Uba Ingan Sigalingging, Ketua LSM Gebrark

Jangan Setengah Hati Perjuangkan Kepentingan Warga
Oleh : Roni Ginting
Rabu | 27-02-2013 | 11:51 WIB
uba-ingan-sigalingging.gif honda-batam
Uba Ingan Sigalingging, ketua LSM Gebrak.

BATAM, batamtoday - Carut marut persoalan sosial, seolah tak pernah lepas dari warga Batam.

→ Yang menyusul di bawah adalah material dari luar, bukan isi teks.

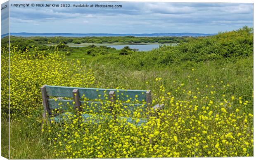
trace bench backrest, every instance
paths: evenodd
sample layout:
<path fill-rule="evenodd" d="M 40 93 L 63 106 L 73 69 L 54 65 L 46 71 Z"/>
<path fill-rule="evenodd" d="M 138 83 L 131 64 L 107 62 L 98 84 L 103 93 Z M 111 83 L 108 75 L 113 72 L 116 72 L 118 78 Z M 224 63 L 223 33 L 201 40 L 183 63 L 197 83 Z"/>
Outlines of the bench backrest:
<path fill-rule="evenodd" d="M 138 101 L 142 102 L 140 104 L 135 104 L 135 106 L 142 105 L 142 102 L 144 101 L 147 102 L 147 104 L 144 104 L 144 106 L 148 106 L 149 104 L 152 103 L 150 90 L 119 90 L 44 85 L 41 87 L 41 91 L 45 110 L 49 114 L 51 114 L 51 109 L 59 107 L 59 104 L 60 102 L 62 103 L 62 109 L 65 110 L 68 107 L 68 102 L 70 104 L 72 104 L 73 102 L 74 102 L 74 107 L 77 108 L 79 111 L 81 111 L 80 106 L 83 105 L 85 103 L 90 106 L 91 104 L 100 104 L 100 102 L 94 102 L 93 100 L 83 101 L 80 100 L 80 99 L 86 97 L 91 100 L 97 99 L 106 100 L 106 95 L 108 95 L 109 100 L 112 102 L 113 102 L 115 99 L 124 102 L 130 100 L 130 98 L 132 98 L 132 100 L 136 98 Z M 73 98 L 73 100 L 64 100 L 61 98 L 56 100 L 56 98 L 49 98 L 50 96 Z M 123 103 L 123 104 L 129 104 Z"/>

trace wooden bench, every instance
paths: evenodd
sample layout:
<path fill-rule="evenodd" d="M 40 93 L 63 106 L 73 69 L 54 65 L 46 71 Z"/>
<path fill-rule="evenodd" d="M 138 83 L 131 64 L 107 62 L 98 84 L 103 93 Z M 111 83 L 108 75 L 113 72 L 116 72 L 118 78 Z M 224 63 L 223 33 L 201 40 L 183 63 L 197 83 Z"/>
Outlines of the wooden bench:
<path fill-rule="evenodd" d="M 125 106 L 128 109 L 131 111 L 132 113 L 137 107 L 142 107 L 144 109 L 143 111 L 145 111 L 147 109 L 151 109 L 152 107 L 150 90 L 83 88 L 47 85 L 44 85 L 40 88 L 44 107 L 43 117 L 55 122 L 62 121 L 62 117 L 67 114 L 67 112 L 65 112 L 65 111 L 70 107 L 70 104 L 73 105 L 74 109 L 81 113 L 86 110 L 84 106 L 90 107 L 97 106 L 98 110 L 96 109 L 94 111 L 98 111 L 101 109 L 101 106 L 102 106 L 107 103 L 106 102 L 106 100 L 112 103 L 112 105 L 110 106 L 109 111 L 113 113 L 114 111 L 112 112 L 113 111 L 113 106 L 116 100 L 123 102 L 122 103 L 123 106 Z M 81 100 L 85 97 L 86 100 Z M 130 101 L 135 98 L 137 101 L 136 103 L 132 102 L 132 101 Z M 101 100 L 102 102 L 95 100 L 97 99 Z M 130 102 L 129 102 L 130 101 Z M 128 102 L 127 102 L 127 101 Z M 52 110 L 59 109 L 60 106 L 61 106 L 62 111 L 59 111 L 58 114 L 52 113 Z M 161 109 L 163 106 L 163 104 L 158 104 L 153 108 L 155 111 Z M 114 119 L 117 118 L 115 114 L 113 116 L 110 117 L 114 117 Z M 85 120 L 91 116 L 91 114 L 82 114 L 81 116 Z M 135 123 L 134 120 L 131 117 L 117 118 L 126 118 L 127 122 Z M 147 122 L 148 118 L 147 117 L 140 118 L 139 122 L 136 124 L 140 125 L 142 123 Z"/>

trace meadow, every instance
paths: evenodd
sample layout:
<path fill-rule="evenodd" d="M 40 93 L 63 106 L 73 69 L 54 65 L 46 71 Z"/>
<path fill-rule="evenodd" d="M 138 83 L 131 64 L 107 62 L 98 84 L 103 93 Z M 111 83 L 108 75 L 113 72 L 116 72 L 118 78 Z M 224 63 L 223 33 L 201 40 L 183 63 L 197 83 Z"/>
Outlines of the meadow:
<path fill-rule="evenodd" d="M 49 46 L 26 41 L 26 46 L 11 44 L 10 158 L 253 156 L 252 28 L 186 39 L 149 51 L 70 47 L 61 42 Z M 7 65 L 3 64 L 8 63 L 7 47 L 2 43 L 1 49 L 5 157 L 8 75 Z M 152 105 L 164 107 L 156 113 L 137 108 L 132 113 L 117 101 L 115 109 L 120 116 L 137 123 L 150 116 L 140 126 L 112 119 L 95 124 L 106 114 L 95 113 L 93 108 L 82 111 L 92 115 L 90 121 L 71 110 L 69 120 L 49 124 L 42 117 L 40 87 L 44 84 L 150 89 Z"/>

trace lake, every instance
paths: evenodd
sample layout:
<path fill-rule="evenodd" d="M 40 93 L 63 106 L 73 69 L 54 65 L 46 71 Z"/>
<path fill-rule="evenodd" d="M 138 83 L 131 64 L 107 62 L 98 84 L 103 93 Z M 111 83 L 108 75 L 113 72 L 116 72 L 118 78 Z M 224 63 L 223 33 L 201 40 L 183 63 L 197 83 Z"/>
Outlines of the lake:
<path fill-rule="evenodd" d="M 177 45 L 177 44 L 174 43 L 171 44 L 137 44 L 137 45 L 96 45 L 96 46 L 109 46 L 112 48 L 114 48 L 116 49 L 121 49 L 126 46 L 128 46 L 131 49 L 138 49 L 139 51 L 151 51 L 153 49 L 156 49 L 159 48 L 159 46 L 163 46 L 164 45 L 175 46 Z M 84 46 L 69 46 L 71 47 L 83 47 Z"/>

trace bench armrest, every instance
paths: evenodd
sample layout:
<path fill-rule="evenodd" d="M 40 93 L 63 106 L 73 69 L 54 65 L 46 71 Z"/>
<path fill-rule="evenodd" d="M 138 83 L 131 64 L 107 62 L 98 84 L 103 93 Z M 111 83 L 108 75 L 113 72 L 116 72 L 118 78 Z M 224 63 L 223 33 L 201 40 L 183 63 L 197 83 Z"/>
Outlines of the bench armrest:
<path fill-rule="evenodd" d="M 160 109 L 162 109 L 164 108 L 164 104 L 158 104 L 156 105 L 155 106 L 154 106 L 154 107 L 153 107 L 153 109 L 154 109 L 154 111 L 155 111 L 156 109 L 160 110 Z"/>

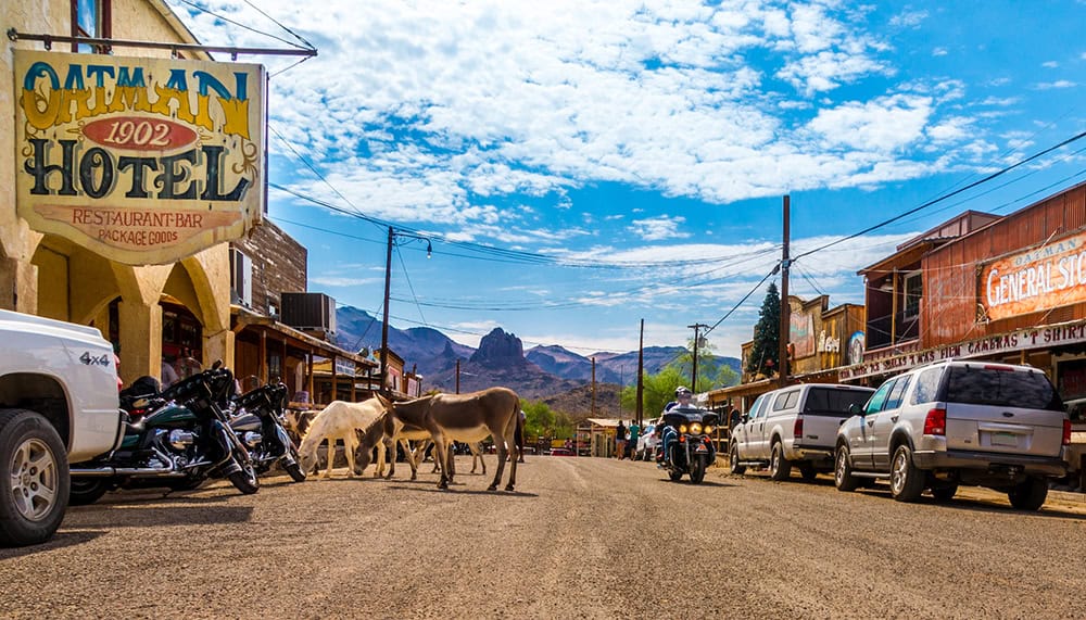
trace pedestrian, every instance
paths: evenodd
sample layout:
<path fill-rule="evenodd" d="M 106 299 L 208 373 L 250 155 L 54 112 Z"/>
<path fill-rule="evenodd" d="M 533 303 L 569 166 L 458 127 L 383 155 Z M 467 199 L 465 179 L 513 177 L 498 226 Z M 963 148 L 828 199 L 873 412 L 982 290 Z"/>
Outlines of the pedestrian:
<path fill-rule="evenodd" d="M 173 385 L 177 382 L 179 377 L 177 376 L 177 370 L 174 369 L 174 358 L 173 356 L 165 356 L 162 358 L 162 389 Z"/>
<path fill-rule="evenodd" d="M 626 426 L 622 425 L 622 420 L 618 421 L 618 429 L 615 431 L 615 456 L 619 460 L 626 456 Z"/>

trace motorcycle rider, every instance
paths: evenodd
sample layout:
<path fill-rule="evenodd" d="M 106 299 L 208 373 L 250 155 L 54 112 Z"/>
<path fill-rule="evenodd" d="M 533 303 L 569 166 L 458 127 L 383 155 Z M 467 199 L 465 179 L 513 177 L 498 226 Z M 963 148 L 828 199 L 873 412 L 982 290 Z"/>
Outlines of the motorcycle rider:
<path fill-rule="evenodd" d="M 691 398 L 694 397 L 694 393 L 690 391 L 685 385 L 679 385 L 675 388 L 675 400 L 671 401 L 664 406 L 664 413 L 668 413 L 674 408 L 686 409 L 692 407 Z M 660 426 L 664 427 L 664 431 L 660 432 L 660 452 L 656 455 L 656 463 L 662 467 L 664 461 L 667 459 L 668 454 L 668 443 L 674 439 L 678 434 L 674 427 L 660 420 Z"/>

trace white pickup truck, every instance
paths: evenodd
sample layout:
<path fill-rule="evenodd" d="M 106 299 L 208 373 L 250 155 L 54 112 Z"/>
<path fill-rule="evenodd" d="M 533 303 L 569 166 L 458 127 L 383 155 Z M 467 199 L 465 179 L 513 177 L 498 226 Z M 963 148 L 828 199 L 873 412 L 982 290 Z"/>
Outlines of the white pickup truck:
<path fill-rule="evenodd" d="M 92 327 L 0 311 L 0 545 L 49 540 L 68 463 L 121 442 L 113 347 Z"/>
<path fill-rule="evenodd" d="M 872 392 L 858 385 L 804 383 L 758 396 L 732 429 L 732 473 L 768 466 L 773 480 L 787 480 L 795 465 L 810 481 L 820 471 L 833 471 L 837 427 L 853 415 L 849 408 L 862 406 Z"/>

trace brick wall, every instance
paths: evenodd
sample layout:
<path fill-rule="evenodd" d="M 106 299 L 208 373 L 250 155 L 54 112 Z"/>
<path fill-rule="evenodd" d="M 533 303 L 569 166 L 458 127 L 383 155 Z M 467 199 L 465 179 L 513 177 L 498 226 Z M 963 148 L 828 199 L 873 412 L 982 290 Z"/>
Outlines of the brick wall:
<path fill-rule="evenodd" d="M 253 262 L 253 309 L 268 314 L 268 306 L 281 308 L 279 293 L 305 292 L 308 253 L 281 228 L 267 219 L 245 239 L 230 245 Z M 278 313 L 277 313 L 278 314 Z"/>

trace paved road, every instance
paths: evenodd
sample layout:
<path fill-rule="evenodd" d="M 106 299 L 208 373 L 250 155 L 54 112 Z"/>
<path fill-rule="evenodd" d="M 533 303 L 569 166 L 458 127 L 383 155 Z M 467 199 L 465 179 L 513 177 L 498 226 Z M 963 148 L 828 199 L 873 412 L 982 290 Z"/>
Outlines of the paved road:
<path fill-rule="evenodd" d="M 0 549 L 0 617 L 1086 617 L 1082 506 L 723 471 L 694 486 L 529 457 L 516 493 L 470 475 L 450 492 L 422 475 L 114 493 L 46 545 Z"/>

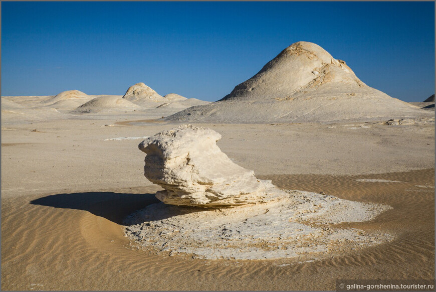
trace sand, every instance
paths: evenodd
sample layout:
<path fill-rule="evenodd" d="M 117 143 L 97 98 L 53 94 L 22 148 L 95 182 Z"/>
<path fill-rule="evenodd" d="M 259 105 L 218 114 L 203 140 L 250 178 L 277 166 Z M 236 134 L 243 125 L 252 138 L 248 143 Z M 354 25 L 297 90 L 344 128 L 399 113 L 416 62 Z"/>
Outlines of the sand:
<path fill-rule="evenodd" d="M 434 278 L 431 122 L 196 124 L 279 188 L 392 207 L 335 226 L 394 237 L 380 244 L 304 260 L 206 260 L 138 249 L 123 234 L 123 220 L 157 203 L 160 189 L 144 179 L 134 138 L 177 124 L 152 119 L 165 115 L 159 109 L 39 116 L 51 110 L 30 108 L 50 97 L 8 98 L 25 107 L 10 109 L 34 114 L 26 119 L 2 112 L 4 290 L 324 290 L 340 278 Z"/>

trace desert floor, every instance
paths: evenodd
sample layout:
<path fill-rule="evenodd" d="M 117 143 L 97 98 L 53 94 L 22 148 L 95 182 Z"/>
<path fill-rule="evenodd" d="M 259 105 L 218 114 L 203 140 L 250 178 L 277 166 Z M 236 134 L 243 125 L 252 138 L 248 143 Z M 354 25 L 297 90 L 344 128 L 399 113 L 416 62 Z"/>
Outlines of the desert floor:
<path fill-rule="evenodd" d="M 222 135 L 217 144 L 234 162 L 280 188 L 390 205 L 347 226 L 395 236 L 313 261 L 206 260 L 132 249 L 123 236 L 123 218 L 157 202 L 159 188 L 143 176 L 140 138 L 108 139 L 176 125 L 156 117 L 2 117 L 2 289 L 334 290 L 336 279 L 434 278 L 433 123 L 198 124 Z"/>

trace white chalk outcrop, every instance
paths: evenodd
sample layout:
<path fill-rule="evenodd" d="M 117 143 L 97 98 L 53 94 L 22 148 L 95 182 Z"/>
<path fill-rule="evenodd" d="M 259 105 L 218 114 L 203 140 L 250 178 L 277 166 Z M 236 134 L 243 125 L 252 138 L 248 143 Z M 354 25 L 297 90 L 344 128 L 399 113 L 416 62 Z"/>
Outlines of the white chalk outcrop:
<path fill-rule="evenodd" d="M 43 106 L 71 110 L 92 99 L 93 97 L 79 90 L 63 91 L 41 102 Z"/>
<path fill-rule="evenodd" d="M 90 113 L 101 111 L 117 111 L 139 108 L 137 104 L 120 97 L 118 95 L 103 95 L 91 99 L 74 110 L 72 113 Z"/>
<path fill-rule="evenodd" d="M 159 104 L 170 101 L 142 82 L 129 87 L 123 98 L 142 107 L 156 107 Z"/>
<path fill-rule="evenodd" d="M 169 94 L 167 94 L 165 96 L 163 97 L 164 98 L 166 98 L 171 102 L 173 102 L 174 101 L 181 101 L 182 100 L 185 100 L 187 99 L 184 96 L 182 96 L 179 94 L 177 94 L 176 93 L 170 93 Z"/>
<path fill-rule="evenodd" d="M 145 177 L 164 189 L 156 195 L 163 203 L 125 218 L 131 244 L 206 259 L 313 260 L 393 239 L 335 226 L 372 220 L 389 206 L 278 189 L 232 162 L 216 145 L 221 138 L 183 125 L 139 144 Z"/>
<path fill-rule="evenodd" d="M 345 62 L 312 43 L 284 50 L 221 100 L 165 118 L 225 123 L 380 120 L 429 115 L 370 87 Z M 382 118 L 381 119 L 385 119 Z"/>
<path fill-rule="evenodd" d="M 177 205 L 234 206 L 266 201 L 283 195 L 270 181 L 234 163 L 208 128 L 183 125 L 164 131 L 139 145 L 145 152 L 144 175 L 165 189 L 156 197 Z"/>

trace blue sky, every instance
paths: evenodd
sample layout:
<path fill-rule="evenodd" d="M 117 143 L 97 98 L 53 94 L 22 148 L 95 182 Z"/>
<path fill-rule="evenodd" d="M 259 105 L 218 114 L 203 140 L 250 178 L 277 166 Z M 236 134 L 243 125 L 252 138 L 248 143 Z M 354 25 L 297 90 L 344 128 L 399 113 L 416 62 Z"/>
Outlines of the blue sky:
<path fill-rule="evenodd" d="M 391 96 L 434 92 L 433 2 L 2 2 L 2 94 L 214 101 L 299 41 Z"/>

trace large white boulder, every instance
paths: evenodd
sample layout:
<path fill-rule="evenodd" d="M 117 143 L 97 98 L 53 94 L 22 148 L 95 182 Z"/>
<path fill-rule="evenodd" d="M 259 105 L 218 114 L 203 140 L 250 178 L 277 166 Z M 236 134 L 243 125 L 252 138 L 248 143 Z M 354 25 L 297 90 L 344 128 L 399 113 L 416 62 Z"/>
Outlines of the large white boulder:
<path fill-rule="evenodd" d="M 216 145 L 221 138 L 210 129 L 183 125 L 141 142 L 145 177 L 165 189 L 156 197 L 171 205 L 231 207 L 284 194 L 234 163 Z"/>

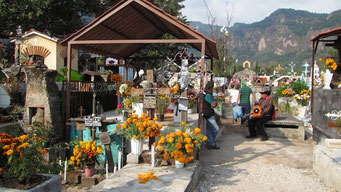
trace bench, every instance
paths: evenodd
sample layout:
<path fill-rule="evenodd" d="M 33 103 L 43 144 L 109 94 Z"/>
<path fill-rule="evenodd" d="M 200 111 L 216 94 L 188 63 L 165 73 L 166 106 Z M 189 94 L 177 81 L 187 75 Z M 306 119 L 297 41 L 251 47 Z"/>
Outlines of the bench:
<path fill-rule="evenodd" d="M 279 137 L 295 140 L 305 140 L 305 130 L 302 122 L 290 114 L 276 114 L 274 121 L 268 121 L 264 125 L 265 131 L 270 137 Z"/>

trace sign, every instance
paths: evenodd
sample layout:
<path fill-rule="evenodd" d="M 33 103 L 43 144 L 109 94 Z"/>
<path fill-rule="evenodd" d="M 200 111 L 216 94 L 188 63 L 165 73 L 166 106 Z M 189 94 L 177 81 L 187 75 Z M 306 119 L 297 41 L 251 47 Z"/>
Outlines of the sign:
<path fill-rule="evenodd" d="M 102 118 L 101 117 L 84 117 L 85 119 L 85 127 L 102 127 Z"/>
<path fill-rule="evenodd" d="M 103 145 L 109 145 L 111 143 L 111 139 L 109 136 L 109 132 L 102 132 L 99 134 L 99 139 Z"/>
<path fill-rule="evenodd" d="M 186 97 L 179 98 L 179 110 L 180 111 L 188 110 L 188 99 Z"/>
<path fill-rule="evenodd" d="M 144 95 L 143 108 L 144 109 L 156 108 L 156 95 L 155 94 Z"/>

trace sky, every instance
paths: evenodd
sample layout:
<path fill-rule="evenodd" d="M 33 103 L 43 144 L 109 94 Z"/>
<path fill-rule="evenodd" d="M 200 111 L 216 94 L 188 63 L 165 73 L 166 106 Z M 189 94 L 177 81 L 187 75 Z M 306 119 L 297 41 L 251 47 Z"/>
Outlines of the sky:
<path fill-rule="evenodd" d="M 261 21 L 279 8 L 307 10 L 314 13 L 331 13 L 341 9 L 341 0 L 206 0 L 206 3 L 219 25 L 226 23 L 226 10 L 233 24 Z M 187 20 L 208 23 L 204 0 L 185 0 L 183 4 L 185 8 L 182 14 L 187 17 Z"/>

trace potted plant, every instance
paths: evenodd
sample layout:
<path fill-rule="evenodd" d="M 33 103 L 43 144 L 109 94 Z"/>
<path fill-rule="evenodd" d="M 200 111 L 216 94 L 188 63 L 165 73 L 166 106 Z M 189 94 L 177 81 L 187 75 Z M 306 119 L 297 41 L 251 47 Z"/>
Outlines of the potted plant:
<path fill-rule="evenodd" d="M 160 135 L 161 124 L 156 124 L 157 118 L 153 120 L 143 113 L 141 117 L 137 114 L 129 114 L 126 122 L 117 125 L 124 137 L 131 141 L 131 152 L 136 155 L 142 153 L 142 139 L 157 137 Z"/>
<path fill-rule="evenodd" d="M 165 160 L 173 158 L 176 168 L 182 168 L 194 160 L 194 150 L 200 149 L 204 141 L 207 141 L 207 137 L 201 133 L 200 128 L 190 129 L 185 122 L 181 122 L 180 130 L 162 136 L 154 146 L 163 153 Z"/>
<path fill-rule="evenodd" d="M 156 98 L 156 112 L 159 116 L 160 121 L 164 121 L 165 113 L 169 106 L 168 95 L 158 95 Z"/>
<path fill-rule="evenodd" d="M 84 168 L 85 176 L 91 177 L 94 175 L 97 156 L 102 154 L 102 152 L 102 146 L 97 145 L 96 141 L 79 141 L 73 148 L 70 165 L 75 170 Z"/>
<path fill-rule="evenodd" d="M 39 137 L 21 135 L 14 137 L 0 133 L 0 183 L 1 187 L 42 191 L 43 188 L 61 191 L 61 177 L 46 175 L 52 166 L 44 160 L 46 141 Z M 59 172 L 61 167 L 54 164 Z M 56 169 L 57 168 L 57 169 Z"/>

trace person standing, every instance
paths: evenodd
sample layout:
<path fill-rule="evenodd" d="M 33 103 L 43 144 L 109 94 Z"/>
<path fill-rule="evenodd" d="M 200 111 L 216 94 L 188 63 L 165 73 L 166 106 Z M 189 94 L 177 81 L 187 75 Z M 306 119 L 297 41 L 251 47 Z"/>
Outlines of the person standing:
<path fill-rule="evenodd" d="M 239 89 L 237 103 L 239 102 L 239 104 L 242 106 L 243 115 L 246 115 L 251 111 L 250 95 L 252 95 L 254 101 L 256 101 L 256 96 L 252 89 L 247 86 L 246 81 L 242 81 L 242 87 Z M 241 124 L 244 124 L 249 120 L 249 118 L 249 116 L 242 118 Z"/>
<path fill-rule="evenodd" d="M 208 137 L 208 149 L 220 149 L 217 146 L 215 138 L 219 131 L 219 126 L 215 119 L 214 107 L 217 106 L 217 102 L 213 98 L 213 81 L 207 82 L 205 86 L 205 98 L 203 104 L 203 114 L 206 120 L 206 134 Z"/>
<path fill-rule="evenodd" d="M 250 134 L 246 138 L 254 138 L 257 136 L 257 132 L 260 135 L 261 141 L 268 140 L 268 134 L 264 131 L 264 124 L 272 119 L 274 113 L 273 98 L 270 96 L 270 90 L 263 88 L 260 92 L 261 98 L 256 102 L 256 105 L 262 107 L 262 114 L 260 118 L 252 117 L 249 120 L 249 132 Z"/>
<path fill-rule="evenodd" d="M 238 100 L 238 96 L 239 96 L 239 90 L 236 89 L 235 84 L 231 85 L 231 89 L 229 90 L 229 94 L 230 94 L 229 101 L 232 105 L 233 120 L 235 122 L 237 122 L 238 114 L 237 114 L 236 106 L 238 105 L 237 100 Z M 237 107 L 239 107 L 239 105 Z"/>

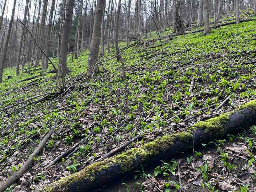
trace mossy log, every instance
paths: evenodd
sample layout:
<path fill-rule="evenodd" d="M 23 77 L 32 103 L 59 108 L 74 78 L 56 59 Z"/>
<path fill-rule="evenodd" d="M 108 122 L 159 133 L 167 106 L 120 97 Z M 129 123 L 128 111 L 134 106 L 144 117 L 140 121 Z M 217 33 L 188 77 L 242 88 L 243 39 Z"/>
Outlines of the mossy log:
<path fill-rule="evenodd" d="M 256 123 L 256 100 L 231 112 L 199 122 L 186 131 L 164 136 L 115 156 L 89 166 L 37 191 L 91 192 L 133 172 L 140 164 L 175 158 L 202 143 L 236 134 Z"/>

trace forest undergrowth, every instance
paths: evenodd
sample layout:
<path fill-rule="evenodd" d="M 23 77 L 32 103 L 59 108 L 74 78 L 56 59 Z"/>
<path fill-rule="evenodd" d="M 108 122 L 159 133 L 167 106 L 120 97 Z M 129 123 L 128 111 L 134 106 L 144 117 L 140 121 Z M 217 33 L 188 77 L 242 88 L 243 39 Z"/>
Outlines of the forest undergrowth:
<path fill-rule="evenodd" d="M 245 11 L 240 17 L 256 18 Z M 220 24 L 235 20 L 233 13 L 223 15 Z M 207 36 L 174 37 L 167 28 L 160 33 L 163 51 L 155 32 L 130 47 L 120 43 L 125 79 L 116 59 L 108 59 L 113 51 L 100 59 L 107 60 L 92 79 L 82 73 L 87 50 L 74 62 L 68 57 L 65 94 L 54 73 L 32 68 L 31 74 L 24 70 L 16 77 L 15 68 L 5 69 L 0 85 L 0 181 L 18 170 L 57 119 L 57 128 L 14 191 L 42 187 L 118 146 L 125 145 L 122 151 L 138 147 L 255 98 L 256 31 L 256 21 L 213 29 Z"/>

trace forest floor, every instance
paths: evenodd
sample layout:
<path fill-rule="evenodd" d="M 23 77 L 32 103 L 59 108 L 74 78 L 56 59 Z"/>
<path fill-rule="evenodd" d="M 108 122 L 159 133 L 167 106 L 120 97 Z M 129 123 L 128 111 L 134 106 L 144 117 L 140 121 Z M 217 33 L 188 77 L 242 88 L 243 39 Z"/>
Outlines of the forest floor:
<path fill-rule="evenodd" d="M 242 11 L 240 18 L 256 18 L 252 11 Z M 231 13 L 223 15 L 218 24 L 234 21 L 235 15 Z M 172 30 L 167 28 L 161 33 L 162 51 L 155 32 L 148 34 L 148 43 L 129 48 L 120 43 L 125 79 L 120 76 L 120 64 L 115 59 L 102 63 L 98 76 L 89 79 L 81 74 L 87 68 L 88 51 L 74 62 L 69 55 L 71 72 L 66 81 L 68 86 L 75 84 L 65 95 L 59 92 L 54 74 L 31 70 L 33 74 L 24 71 L 16 77 L 15 68 L 5 69 L 4 82 L 0 85 L 0 182 L 20 169 L 57 119 L 60 119 L 57 128 L 18 186 L 11 187 L 13 191 L 30 191 L 79 171 L 138 135 L 142 139 L 125 150 L 255 98 L 256 31 L 256 21 L 212 30 L 207 36 L 198 32 L 173 37 Z M 111 52 L 101 61 L 114 55 Z M 10 75 L 12 77 L 8 80 Z M 190 91 L 191 85 L 193 89 Z M 227 102 L 222 107 L 214 110 L 224 101 Z M 47 167 L 79 142 L 78 150 Z M 224 146 L 229 144 L 225 143 Z M 212 150 L 210 153 L 204 151 L 204 155 L 220 155 L 219 151 L 218 155 L 214 155 L 216 150 Z M 235 157 L 229 156 L 229 163 L 235 164 L 235 159 L 231 160 Z M 201 158 L 187 165 L 183 160 L 182 173 L 186 169 L 187 174 L 196 177 L 198 174 L 191 167 L 198 162 L 205 165 Z M 219 161 L 219 158 L 214 159 Z M 239 169 L 245 164 L 242 162 Z M 230 171 L 216 169 L 218 171 L 213 172 L 218 174 L 216 178 L 233 175 L 223 176 L 223 173 Z M 197 182 L 197 177 L 194 180 Z M 211 185 L 219 187 L 219 181 L 215 181 Z"/>

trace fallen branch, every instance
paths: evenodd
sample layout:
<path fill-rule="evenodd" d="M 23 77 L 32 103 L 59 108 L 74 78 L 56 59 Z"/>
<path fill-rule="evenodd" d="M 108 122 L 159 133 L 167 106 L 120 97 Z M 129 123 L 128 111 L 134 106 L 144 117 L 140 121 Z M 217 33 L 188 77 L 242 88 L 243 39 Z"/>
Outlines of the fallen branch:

Kasus-kasus sosial yang terjadi kebanyakan karena ketidaktegasan pemerintah maupun tumpang tindih kepentingan.

"Seperti kasus lahan maupun kasus lainnya yang menyangkut hak dasar warga negara, menjadi bukti bahwa pemangku kepentingan tidak pernah memberikan yang terbaik bagi warganya," kata Uba Ingan Sigalingging, ketua LSM Gerakan Bersama Rakyat (Gebrak) Batam dalam perbincangan dengan batamtoday belum lama ini.

Pria kelahiran Medan, 1 November 1964 ini memandang selama pemerintah, baik eksekutif maupun legislatif, hanya terjebak dalam seremonial belaka tanpa memberikan solusi positif bagi warga.

Dia mencontohkan gesekan horizontal antara warga dengan aparat pemerintah, maupun 'centeng' pengusaha, membuktikan bahwa pemerintah selama ini memang selalu menghadapkan warga secara 'head to head' untuk menyelesaikan persoalannya.

"Dan warga harus memperjuangkan dirinya sendiri untuk mendapatkan haknya. Seperti warga Baloi Kolam beberapa waktu lalu meminta sambungan listrik untuk permukimannya, mereka harus berjuang sendiri. Padahal, itu (listrik) kan hak warga," kata dia.

Alumnus Institut Seni Indonesia (ISI) Yogyakarta itu juga menyebut pemerintah selama ini hanya berkutat di permukaan saja dalam menyelesaikan persoalan sosial warga, dan jarang menyentuh akar permasalahan.

Secara garis besar, lanjutnya, pemerintahan di Batam ini dianalogikannya seperti tukang tambal ban yang hanya bertindak kalau ada masalah.

"Seharusnya pemerintah di Batam ini harus bisa melakukan terobosan-terobosan dan bukan masih harus belajar. Ini tidak, malah program yang dilakukannya malah seperti tukang tambal ban saja," tegas pengagum Tan Malaka ini.

Tindakan yang dilakukan pun, terkadang masih juga lips servive, yang hanya sekedar menenangkan sementara hati warga yang galau, dalam banyak hal mulai dari persoalan lahan, kesehatan, pendidikan hingga lingkungan hidup.

Menurutnya, pemerintah selayaknya merumuskan kembali kebijakannya terhadap pelayanan publik, terutama bagi penduduk miskin di Batam.

Jika selama ini penduduk miskin selalu dipandang sebatas persoalan statistik semata, maka cara pandang tersebut harus diubah karena penduduk yang dikategorikan miskin adalah manusia yang juga memiliki aspirasi dan harapan sebagaimana layaknya manusia pada umumnya.

Meredusir derajat kemanusiaan ke tingkat sekian kilo kalori perhari jelas merupakan sebuah pengingkaran dan penghianatan terhadap nilai-nilai kemanusian. Pertaruhan pelayanan publik untuk penduduk miskin sesungguhnya adalah pertaruhan tentang harkat dan martabat manusia.

"Yang terjadi di Batam, pemerintah selama ini memandang kemiskinan hanya diukur dari ketidakmampuan seseorang untuk mencukupi kebutuhan material dasar akan berdampak langsung terhadap fungsi pelayanan publik yang diembannya," kata Uba.

Sebagai sosok yang berjuang melalui jalur non pemerintah, Uba bersama LSM Gebrak memiliki prinsip 'No Compromised, No Problem" dalam memperjuangkan kepentingan warga.

Bagi Uba, memperjuangkan kepentingan warga harus dilakukan sepenuh hati dan jangan setengah-setengah.